Introduction: Fibrin(ogen) plays an important role in various physiological processes and is also critical for maintaining fetal-maternal attachment during pregnancy. Fibrin has been used to increase implantation rates in human-assisted reproductive technology; however, its utility in vitro has not yet been demonstrated. 
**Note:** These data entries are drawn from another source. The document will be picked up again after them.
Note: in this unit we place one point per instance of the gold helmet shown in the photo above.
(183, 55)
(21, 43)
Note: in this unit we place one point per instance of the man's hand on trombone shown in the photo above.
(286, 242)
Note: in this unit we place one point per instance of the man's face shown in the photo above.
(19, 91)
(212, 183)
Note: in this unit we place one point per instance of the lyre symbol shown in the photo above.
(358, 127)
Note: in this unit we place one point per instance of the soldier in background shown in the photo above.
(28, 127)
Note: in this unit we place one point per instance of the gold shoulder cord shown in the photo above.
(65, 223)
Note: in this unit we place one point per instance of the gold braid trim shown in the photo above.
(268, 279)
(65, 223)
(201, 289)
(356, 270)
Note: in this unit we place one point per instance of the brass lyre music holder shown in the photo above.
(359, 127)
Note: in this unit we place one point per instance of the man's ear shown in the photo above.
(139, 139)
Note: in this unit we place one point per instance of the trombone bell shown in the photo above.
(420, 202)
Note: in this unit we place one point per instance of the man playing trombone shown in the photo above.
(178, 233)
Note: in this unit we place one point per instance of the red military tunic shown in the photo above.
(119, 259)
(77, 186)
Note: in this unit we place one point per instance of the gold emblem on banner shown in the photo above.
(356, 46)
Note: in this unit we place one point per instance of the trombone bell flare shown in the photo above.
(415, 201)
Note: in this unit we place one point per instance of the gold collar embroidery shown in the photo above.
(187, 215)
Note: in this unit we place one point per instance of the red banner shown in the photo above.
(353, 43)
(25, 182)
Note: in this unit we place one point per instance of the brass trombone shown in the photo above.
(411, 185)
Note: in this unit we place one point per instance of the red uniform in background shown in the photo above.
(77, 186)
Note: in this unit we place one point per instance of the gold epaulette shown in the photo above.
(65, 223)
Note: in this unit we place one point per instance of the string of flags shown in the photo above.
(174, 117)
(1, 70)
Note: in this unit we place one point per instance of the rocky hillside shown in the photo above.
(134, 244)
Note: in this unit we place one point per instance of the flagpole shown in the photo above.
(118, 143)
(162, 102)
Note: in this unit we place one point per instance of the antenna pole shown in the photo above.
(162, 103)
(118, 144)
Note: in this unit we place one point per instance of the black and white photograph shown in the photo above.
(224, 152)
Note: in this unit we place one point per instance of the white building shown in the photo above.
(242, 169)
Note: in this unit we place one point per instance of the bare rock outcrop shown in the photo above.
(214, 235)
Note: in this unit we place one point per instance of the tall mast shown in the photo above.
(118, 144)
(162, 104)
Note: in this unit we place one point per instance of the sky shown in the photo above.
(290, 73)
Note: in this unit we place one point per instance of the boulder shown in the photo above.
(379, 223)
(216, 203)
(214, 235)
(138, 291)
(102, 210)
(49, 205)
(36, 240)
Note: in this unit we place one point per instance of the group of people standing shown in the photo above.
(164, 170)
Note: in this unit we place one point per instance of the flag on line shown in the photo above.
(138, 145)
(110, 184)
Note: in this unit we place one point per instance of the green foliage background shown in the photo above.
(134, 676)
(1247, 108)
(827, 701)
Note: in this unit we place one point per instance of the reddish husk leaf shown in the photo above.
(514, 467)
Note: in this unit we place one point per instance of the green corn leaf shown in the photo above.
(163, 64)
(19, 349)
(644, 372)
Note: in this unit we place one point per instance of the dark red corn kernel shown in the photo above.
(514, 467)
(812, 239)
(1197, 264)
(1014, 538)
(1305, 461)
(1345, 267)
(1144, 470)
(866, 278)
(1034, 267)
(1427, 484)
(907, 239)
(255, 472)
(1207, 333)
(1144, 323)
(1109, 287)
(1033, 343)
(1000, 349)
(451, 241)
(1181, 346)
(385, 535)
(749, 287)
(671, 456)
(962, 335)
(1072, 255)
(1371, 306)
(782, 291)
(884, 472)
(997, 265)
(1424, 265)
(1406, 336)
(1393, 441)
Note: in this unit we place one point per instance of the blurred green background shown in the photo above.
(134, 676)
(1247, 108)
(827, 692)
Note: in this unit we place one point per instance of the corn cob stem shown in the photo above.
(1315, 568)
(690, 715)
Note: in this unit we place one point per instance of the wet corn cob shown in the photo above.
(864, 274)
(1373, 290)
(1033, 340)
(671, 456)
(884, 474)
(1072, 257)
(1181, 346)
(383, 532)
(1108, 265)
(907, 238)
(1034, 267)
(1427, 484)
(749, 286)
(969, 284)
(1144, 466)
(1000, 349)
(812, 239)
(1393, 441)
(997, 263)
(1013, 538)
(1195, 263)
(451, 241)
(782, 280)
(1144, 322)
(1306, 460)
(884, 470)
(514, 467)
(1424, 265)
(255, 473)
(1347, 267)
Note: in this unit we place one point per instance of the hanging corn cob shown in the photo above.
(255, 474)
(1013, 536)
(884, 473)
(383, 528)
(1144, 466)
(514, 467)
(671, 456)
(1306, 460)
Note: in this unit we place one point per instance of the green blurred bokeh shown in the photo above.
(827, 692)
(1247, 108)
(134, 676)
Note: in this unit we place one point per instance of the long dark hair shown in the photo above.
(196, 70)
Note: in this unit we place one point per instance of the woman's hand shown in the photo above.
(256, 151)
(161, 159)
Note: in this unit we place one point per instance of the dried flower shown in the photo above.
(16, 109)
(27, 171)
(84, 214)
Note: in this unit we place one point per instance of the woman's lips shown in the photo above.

Results: Fibrin did not affect the developmental speed or morphology of mouse blastocysts, and a large fibrin-degrading region was observed in the attachment stage. On the other hand, fibrin significantly suppressed the spreading and outgrowth of trophoblast in human blastocysts, and trophoblast grew after the appearance of small fibrin-degrading regions. uPA was identified as a fibrinolytic factor in the supernatant, and uPA activity was significantly weaker in human blastocysts than in mouse blastocysts. The inhibition of uPA significantly reduced the outgrowth of trophoblast in mouse and human blastocysts. Human blastocysts expressed PLAU (uPA), PLAUR (uPAR), SERPINE1 (PAI-1), and SERPINB2 (PAI-2), whereas mouse blastocysts were limited to Plau, Plaur, and Serpine1. In a subsequent experiment on human blastocysts, the addition of exogenous uPA and the PAI-1 inhibitor promoted trophoblast growth in the presence of fibrin, as did the addition of FDPs.
Discussion: The present results suggest that the distinct features of trophoblast spreading and outgrowth in human blastocysts observed in the presence of fibrin are regulated by a phenotypic conversion induced by contact with fibrin and FDPs. Mouse embryos did not reproduce the human phenomenon, indicating that the present results are unique to humans.